Georgian glass, bowls, covered jars and Georgian wine rinsers and more are the result of social, political and economic issues and the burgeoning use of new types of glassware in the late 18th and early 19th centuries. The Regency saw a blurring of the distinction between sophistication and ostentation which was exhibited at dinner parties. It seemed to be not just a case of displaying your wealth by utilising finely-made pieces, but of ensuring that as many different items could be brought to table as possible – a fusion of both quality and quantity being the desired effect !
Of course, this propensity ran alongside the existing insistence that variety was, indeed, the spice of life and it was standard practise to serve several different types of wine during the course of one meal – aperitifs, an appropriate wine to accompany the main course, dessert wines, a digestif and further post-prandial liqueurs. While it might be reasonable nowadays to expect that an entirely separate glass would be used for each, in the 18th century a degree of economy was applied, and rather than new glasses being presented for use with each wine, the facility to wash your glass between courses was made available instead, to ensure that residue from one variety did not taint the next to be served. A wine glass was a costly item and rinsers remained in use with the middle classes until the mid Victorian. Dining during the Regency became extravagant, with as many at forty dishes on a menu, served over five or six courses and all the dishes were bought to the table. Despite his huge credit line the Regent himself only provided three glasses per person, and they had to be rinsed to consume as many as twelve different wines, port, madeira being extremely popular, negus, ratafia and champagnes as one could manage.
Georgian wine rinsers – items placed within easy reach of diners and filled with cold water or water and ice such that glasses could be given a cleansing bath. These pieces may also be referred to as coolers, though the purpose and practicality of their use for actually cooling glasses are moot points. Suffice to say that whatever the function, Georgian dining tables were not considered complete without these generally bucket-shaped receptacles, with lips to their rims to accommodate the stem of an inverted glass. The decorative preference for these pieces was for them to be cut with flutes, slices or other facets designed to increase their refractive qualities and enhance the splendour of the set table. For 18th centurt glass candy dishes please see sweetmeats.
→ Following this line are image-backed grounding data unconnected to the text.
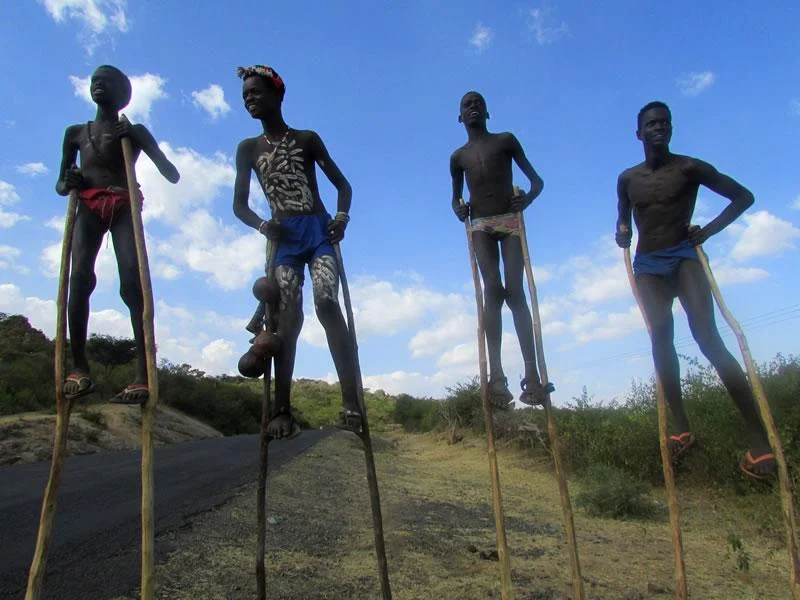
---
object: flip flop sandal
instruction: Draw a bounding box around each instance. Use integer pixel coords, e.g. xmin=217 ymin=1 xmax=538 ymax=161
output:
xmin=519 ymin=377 xmax=555 ymax=406
xmin=110 ymin=383 xmax=149 ymax=405
xmin=739 ymin=450 xmax=776 ymax=482
xmin=335 ymin=409 xmax=364 ymax=434
xmin=488 ymin=377 xmax=514 ymax=410
xmin=64 ymin=373 xmax=95 ymax=400
xmin=667 ymin=432 xmax=698 ymax=463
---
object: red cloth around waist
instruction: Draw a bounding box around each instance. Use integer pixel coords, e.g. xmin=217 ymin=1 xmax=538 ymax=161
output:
xmin=78 ymin=187 xmax=140 ymax=228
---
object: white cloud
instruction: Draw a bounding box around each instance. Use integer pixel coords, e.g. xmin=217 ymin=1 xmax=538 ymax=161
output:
xmin=0 ymin=181 xmax=21 ymax=205
xmin=0 ymin=245 xmax=29 ymax=274
xmin=709 ymin=260 xmax=768 ymax=286
xmin=0 ymin=180 xmax=30 ymax=228
xmin=363 ymin=371 xmax=433 ymax=397
xmin=156 ymin=299 xmax=246 ymax=334
xmin=41 ymin=0 xmax=129 ymax=53
xmin=155 ymin=209 xmax=264 ymax=290
xmin=70 ymin=72 xmax=167 ymax=124
xmin=409 ymin=313 xmax=473 ymax=358
xmin=16 ymin=162 xmax=49 ymax=176
xmin=199 ymin=339 xmax=237 ymax=374
xmin=528 ymin=6 xmax=569 ymax=45
xmin=0 ymin=282 xmax=129 ymax=339
xmin=40 ymin=235 xmax=119 ymax=288
xmin=790 ymin=99 xmax=800 ymax=117
xmin=570 ymin=261 xmax=629 ymax=304
xmin=301 ymin=276 xmax=471 ymax=349
xmin=0 ymin=212 xmax=30 ymax=228
xmin=191 ymin=84 xmax=231 ymax=120
xmin=677 ymin=71 xmax=716 ymax=97
xmin=0 ymin=284 xmax=246 ymax=377
xmin=791 ymin=195 xmax=800 ymax=210
xmin=350 ymin=277 xmax=466 ymax=338
xmin=533 ymin=266 xmax=553 ymax=283
xmin=571 ymin=306 xmax=643 ymax=345
xmin=729 ymin=210 xmax=800 ymax=261
xmin=470 ymin=23 xmax=494 ymax=53
xmin=0 ymin=283 xmax=57 ymax=334
xmin=153 ymin=262 xmax=182 ymax=280
xmin=137 ymin=142 xmax=235 ymax=224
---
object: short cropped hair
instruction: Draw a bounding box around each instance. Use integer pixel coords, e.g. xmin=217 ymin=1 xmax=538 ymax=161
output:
xmin=637 ymin=101 xmax=671 ymax=129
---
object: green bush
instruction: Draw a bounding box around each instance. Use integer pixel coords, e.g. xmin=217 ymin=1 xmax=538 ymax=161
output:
xmin=78 ymin=409 xmax=106 ymax=428
xmin=393 ymin=394 xmax=439 ymax=432
xmin=575 ymin=464 xmax=659 ymax=520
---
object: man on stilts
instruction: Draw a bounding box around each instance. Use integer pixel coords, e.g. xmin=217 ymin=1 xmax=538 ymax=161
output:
xmin=616 ymin=100 xmax=774 ymax=480
xmin=55 ymin=65 xmax=180 ymax=404
xmin=232 ymin=64 xmax=362 ymax=437
xmin=450 ymin=90 xmax=549 ymax=408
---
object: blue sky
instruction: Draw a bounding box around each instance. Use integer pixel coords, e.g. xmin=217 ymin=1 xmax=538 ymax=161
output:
xmin=1 ymin=1 xmax=799 ymax=404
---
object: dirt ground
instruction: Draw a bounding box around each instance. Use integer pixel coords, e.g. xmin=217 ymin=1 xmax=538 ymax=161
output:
xmin=0 ymin=403 xmax=222 ymax=465
xmin=111 ymin=431 xmax=792 ymax=600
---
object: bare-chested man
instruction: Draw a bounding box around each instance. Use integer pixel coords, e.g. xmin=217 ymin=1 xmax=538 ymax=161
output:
xmin=450 ymin=91 xmax=548 ymax=408
xmin=232 ymin=64 xmax=361 ymax=439
xmin=56 ymin=65 xmax=180 ymax=404
xmin=616 ymin=100 xmax=774 ymax=480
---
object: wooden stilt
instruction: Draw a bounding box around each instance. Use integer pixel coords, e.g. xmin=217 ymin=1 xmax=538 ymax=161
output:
xmin=120 ymin=116 xmax=159 ymax=600
xmin=460 ymin=201 xmax=514 ymax=600
xmin=25 ymin=190 xmax=79 ymax=600
xmin=256 ymin=241 xmax=276 ymax=600
xmin=623 ymin=247 xmax=688 ymax=600
xmin=516 ymin=202 xmax=585 ymax=600
xmin=695 ymin=244 xmax=800 ymax=599
xmin=334 ymin=244 xmax=392 ymax=600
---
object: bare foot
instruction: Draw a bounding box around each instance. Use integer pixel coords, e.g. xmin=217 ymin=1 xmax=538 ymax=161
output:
xmin=267 ymin=412 xmax=300 ymax=440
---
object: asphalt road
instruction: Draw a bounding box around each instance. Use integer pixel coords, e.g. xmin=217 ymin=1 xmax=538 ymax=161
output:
xmin=0 ymin=429 xmax=332 ymax=600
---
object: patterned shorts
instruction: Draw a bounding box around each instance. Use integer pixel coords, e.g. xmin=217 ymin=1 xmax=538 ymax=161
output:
xmin=470 ymin=213 xmax=520 ymax=239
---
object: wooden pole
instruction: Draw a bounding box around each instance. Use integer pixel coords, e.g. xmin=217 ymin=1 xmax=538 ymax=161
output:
xmin=256 ymin=241 xmax=276 ymax=600
xmin=515 ymin=199 xmax=585 ymax=600
xmin=334 ymin=244 xmax=393 ymax=600
xmin=25 ymin=190 xmax=79 ymax=600
xmin=695 ymin=245 xmax=800 ymax=599
xmin=623 ymin=247 xmax=688 ymax=600
xmin=460 ymin=200 xmax=514 ymax=600
xmin=119 ymin=115 xmax=158 ymax=600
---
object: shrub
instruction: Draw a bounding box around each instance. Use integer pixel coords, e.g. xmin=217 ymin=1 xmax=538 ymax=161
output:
xmin=78 ymin=409 xmax=106 ymax=428
xmin=575 ymin=464 xmax=659 ymax=520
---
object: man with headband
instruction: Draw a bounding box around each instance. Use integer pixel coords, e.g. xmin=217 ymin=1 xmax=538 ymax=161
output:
xmin=232 ymin=64 xmax=361 ymax=439
xmin=450 ymin=90 xmax=548 ymax=409
xmin=55 ymin=65 xmax=180 ymax=403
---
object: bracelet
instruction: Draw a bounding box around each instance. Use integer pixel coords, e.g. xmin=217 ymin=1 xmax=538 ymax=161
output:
xmin=334 ymin=211 xmax=350 ymax=224
xmin=258 ymin=220 xmax=267 ymax=233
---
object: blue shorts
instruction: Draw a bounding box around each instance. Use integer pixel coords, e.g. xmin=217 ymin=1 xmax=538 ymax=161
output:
xmin=274 ymin=212 xmax=334 ymax=274
xmin=633 ymin=240 xmax=698 ymax=278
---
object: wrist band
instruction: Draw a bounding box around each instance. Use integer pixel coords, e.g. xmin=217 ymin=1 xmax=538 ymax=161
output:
xmin=334 ymin=211 xmax=350 ymax=224
xmin=258 ymin=220 xmax=267 ymax=233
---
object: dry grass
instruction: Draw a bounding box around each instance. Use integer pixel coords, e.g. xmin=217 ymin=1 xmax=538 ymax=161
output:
xmin=109 ymin=430 xmax=793 ymax=599
xmin=0 ymin=403 xmax=222 ymax=465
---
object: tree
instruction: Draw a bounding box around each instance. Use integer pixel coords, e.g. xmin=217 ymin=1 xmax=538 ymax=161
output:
xmin=86 ymin=334 xmax=137 ymax=368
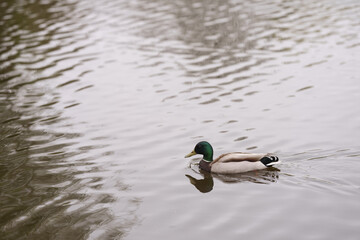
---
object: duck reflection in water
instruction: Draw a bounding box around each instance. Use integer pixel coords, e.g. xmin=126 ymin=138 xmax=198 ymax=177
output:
xmin=186 ymin=170 xmax=214 ymax=193
xmin=186 ymin=164 xmax=280 ymax=193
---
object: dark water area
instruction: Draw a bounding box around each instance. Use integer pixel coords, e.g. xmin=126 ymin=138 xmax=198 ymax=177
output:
xmin=1 ymin=0 xmax=359 ymax=239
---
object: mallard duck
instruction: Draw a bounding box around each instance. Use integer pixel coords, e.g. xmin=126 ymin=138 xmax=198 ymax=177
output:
xmin=185 ymin=141 xmax=280 ymax=174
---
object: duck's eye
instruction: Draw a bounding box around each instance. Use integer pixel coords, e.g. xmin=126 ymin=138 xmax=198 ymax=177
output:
xmin=195 ymin=145 xmax=202 ymax=153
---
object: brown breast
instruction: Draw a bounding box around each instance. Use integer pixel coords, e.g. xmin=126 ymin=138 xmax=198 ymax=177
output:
xmin=199 ymin=160 xmax=211 ymax=172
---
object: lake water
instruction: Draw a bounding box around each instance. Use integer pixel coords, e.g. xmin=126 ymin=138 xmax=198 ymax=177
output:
xmin=1 ymin=0 xmax=360 ymax=239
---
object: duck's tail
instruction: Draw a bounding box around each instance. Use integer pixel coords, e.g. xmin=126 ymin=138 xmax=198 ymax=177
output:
xmin=260 ymin=155 xmax=280 ymax=167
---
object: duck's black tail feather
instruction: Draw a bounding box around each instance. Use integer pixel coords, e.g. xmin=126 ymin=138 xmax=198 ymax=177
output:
xmin=260 ymin=155 xmax=280 ymax=167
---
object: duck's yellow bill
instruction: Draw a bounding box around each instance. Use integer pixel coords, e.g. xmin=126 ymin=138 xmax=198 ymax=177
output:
xmin=185 ymin=150 xmax=196 ymax=158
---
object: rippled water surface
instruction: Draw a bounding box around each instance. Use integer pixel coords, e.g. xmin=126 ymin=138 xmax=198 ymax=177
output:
xmin=1 ymin=0 xmax=360 ymax=239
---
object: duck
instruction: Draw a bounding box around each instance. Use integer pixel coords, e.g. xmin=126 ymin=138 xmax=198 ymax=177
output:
xmin=185 ymin=141 xmax=280 ymax=174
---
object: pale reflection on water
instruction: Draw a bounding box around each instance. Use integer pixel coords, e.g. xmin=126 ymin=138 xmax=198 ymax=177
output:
xmin=1 ymin=0 xmax=360 ymax=239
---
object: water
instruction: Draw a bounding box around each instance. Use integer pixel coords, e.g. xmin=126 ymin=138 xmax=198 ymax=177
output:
xmin=1 ymin=0 xmax=360 ymax=239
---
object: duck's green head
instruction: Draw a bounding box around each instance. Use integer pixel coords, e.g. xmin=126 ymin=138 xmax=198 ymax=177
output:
xmin=185 ymin=141 xmax=214 ymax=162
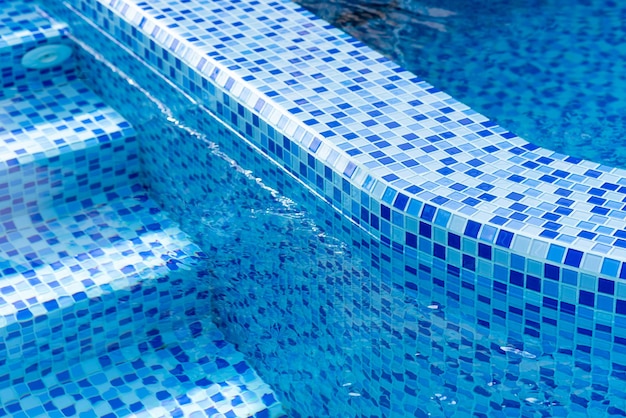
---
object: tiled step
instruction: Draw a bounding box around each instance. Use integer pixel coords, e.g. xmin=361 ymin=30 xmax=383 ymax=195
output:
xmin=0 ymin=187 xmax=285 ymax=417
xmin=0 ymin=79 xmax=139 ymax=222
xmin=0 ymin=317 xmax=283 ymax=417
xmin=0 ymin=1 xmax=75 ymax=92
xmin=0 ymin=263 xmax=208 ymax=385
xmin=0 ymin=187 xmax=202 ymax=342
xmin=0 ymin=187 xmax=210 ymax=383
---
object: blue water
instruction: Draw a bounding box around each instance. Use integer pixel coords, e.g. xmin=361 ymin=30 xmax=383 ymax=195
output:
xmin=294 ymin=0 xmax=626 ymax=169
xmin=75 ymin=27 xmax=626 ymax=418
xmin=146 ymin=103 xmax=626 ymax=417
xmin=55 ymin=2 xmax=626 ymax=417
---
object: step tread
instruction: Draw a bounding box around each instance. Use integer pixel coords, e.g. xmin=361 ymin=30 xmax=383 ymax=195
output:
xmin=0 ymin=79 xmax=134 ymax=163
xmin=0 ymin=188 xmax=203 ymax=325
xmin=1 ymin=318 xmax=283 ymax=417
xmin=0 ymin=2 xmax=67 ymax=49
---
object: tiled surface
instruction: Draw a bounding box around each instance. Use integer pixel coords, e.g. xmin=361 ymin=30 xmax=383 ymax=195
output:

Pontil marks were predominantly polished on late 18th and early 19th century antique Georgian table glass. Ths applied to almost all antique glass bowls such as wine glass rinsers and antique glass fingers bowls as they woud be in direct contact with the flame mahogany dining table and the surface needed to be preserved from scrartches. Footed bowls will predominantly have polished pontil marks or moulded lemon squeezer feet. Some may have star cut bases. Those examples with grids of strawberry cut diamonds on the underside of the foot are almost exclusively 20th century copies. Would you put this on a polished mahogany dining table ?
Cutting was also used to enhance a variety of other items made to contain all manner of other accoutrements deemed vital to the newly-cosmopolitan dining experience – sugar, butter, cream, pickles and sauces – and that’s without venturing into the sphere of salt, cubeb ( pepper), ginger, galangal, mace and seasoning receptacles, which provided a whole range of dedicated items from which to serve them alone.
Having indulged in any number of the delightful comestibles set out for one’s enjoyment, there was the small matter of personal hygiene to be observed, and to this end the period also saw the advent of finger bowls, again judiciously placed within reach of each diner. As any Jane Austen fan will know fingers were still used to eat meat and fish. Finger bowls were often made from coloured glass, georgian cobalt blue glass, Bristol greenand blue and amethyst glass for decorative effect.